Form 8-K

 

 

UNITED STATES

SECURITIES AND EXCHANGE COMMISSION

Washington, D.C. 20549

 

 

FORM 8-K

 

 

CURRENT REPORT

PURSUANT TO SECTION 13 OR 15 (d) OF THE

SECURITIES EXCHANGE ACT OF 1934

Date of Report (Date of earliest event reported): October 24, 2012 (October 23, 2012)

 

 

NEW JERSEY RESOURCES CORPORATION

(Exact name of registrant as specified in its charter)

 

 

 

New Jersey   001-8359   22-2376465

(State or other jurisdiction

of incorporation)

 

(Commission

File Number)

 

(IRS Employer

Identification No.)

1415 Wyckoff Road

Wall, New Jersey

  07719
(Address of principal executive offices)   (Zip Code)

(732) 938-1480

(Registrant’s telephone number, including area code)

 

 

Check the appropriate box below if the Form 8-K filing is intended to simultaneously satisfy the filing obligation of the registrant under any of the following provisions (see General Instruction A.2 below):

 

¨ Written communications pursuant to Rule 425 under the Securities Act (17 CFR 230.425)

 

¨ Soliciting material pursuant to Rule 14a-12 under the Exchange Act (17 CFR 240.14a-12)

 

¨ Pre-commencement communications pursuant to Rule 14d-2(b) under the Exchange Act (17 CFR 240.14d-2(b))

 

¨ Pre-commencement communications pursuant to Rule 13e-4(c) under the Exchange Act (17 CFR 240.13e-4(c))

 

 

 


Item 7.01. Regulation FD

On October 23, 2012, New Jersey Natural Gas Company (“NJNG”), a wholly-owned subsidiary of New Jersey Resources Corporation (“NJR”), received approval from the New Jersey Board of Public Utilities (“BPU’) to implement a Safety Acceleration and Facility Enhancement (“SAFE”) program. NJNG announced the approval in a press release dated October 23, 2012, attached hereto as Exhibit 99.1 and incorporated by reference herein. NJR also published an Investor Fact Sheet entitled “New Jersey Board of Public Utilities Approves Natural Gas Company’s “SAFE” Filing,” attached hereto as Exhibit 99.2 and incorporated by reference herein.
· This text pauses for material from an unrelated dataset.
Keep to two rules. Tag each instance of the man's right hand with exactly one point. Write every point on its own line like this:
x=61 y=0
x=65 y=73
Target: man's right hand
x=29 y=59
Forward-Looking Statements

This filing contains forward-looking statements within the meaning of the Private Securities Litigation Reform Act of 1995. NJR cautions readers that the assumptions forming the basis for forward-looking statements include many factors that are beyond NJR’s ability to control or estimate precisely, such as estimates of future market conditions and the behavior of other market participants. Other factors that could cause actual results to differ materially from the company’s expectations include, but are not limited to, economic conditions and demographic changes in NJNG’s service territory, rate of customer growth, volatility of natural gas commodity prices and its impact on customer usage, changes in rating agency requirements and/or credit ratings and their effect on availability and cost of capital to the company, conditions in the credit markets and their potential impact on the company’s access to capital and borrowing costs, the impact of federal and state regulation (including the regulation of rates), the outcome of any future base rate cases, fluctuations in energy-related commodity prices, customer conversions, other marketing efforts, actual energy usage patterns of NJNG’s customers, access to adequate supplies of natural gas, changes due to legislation at the federal and state level, the effects and impacts of inflation, change in accounting pronouncements issued by the appropriate standard setting bodies and terrorist attacks or threatened attacks on energy facilities or unrelated energy companies. NJR does not, by including this paragraph, assume any obligation to review or revise any particular forward-looking statement referenced herein in light of future events. More detailed information about these factors is set forth under the heading “Risk Factors” in NJR’s filings with the Securities and Exchange Commission (SEC) including its most recent Form 10-K filed on November 23, 2011.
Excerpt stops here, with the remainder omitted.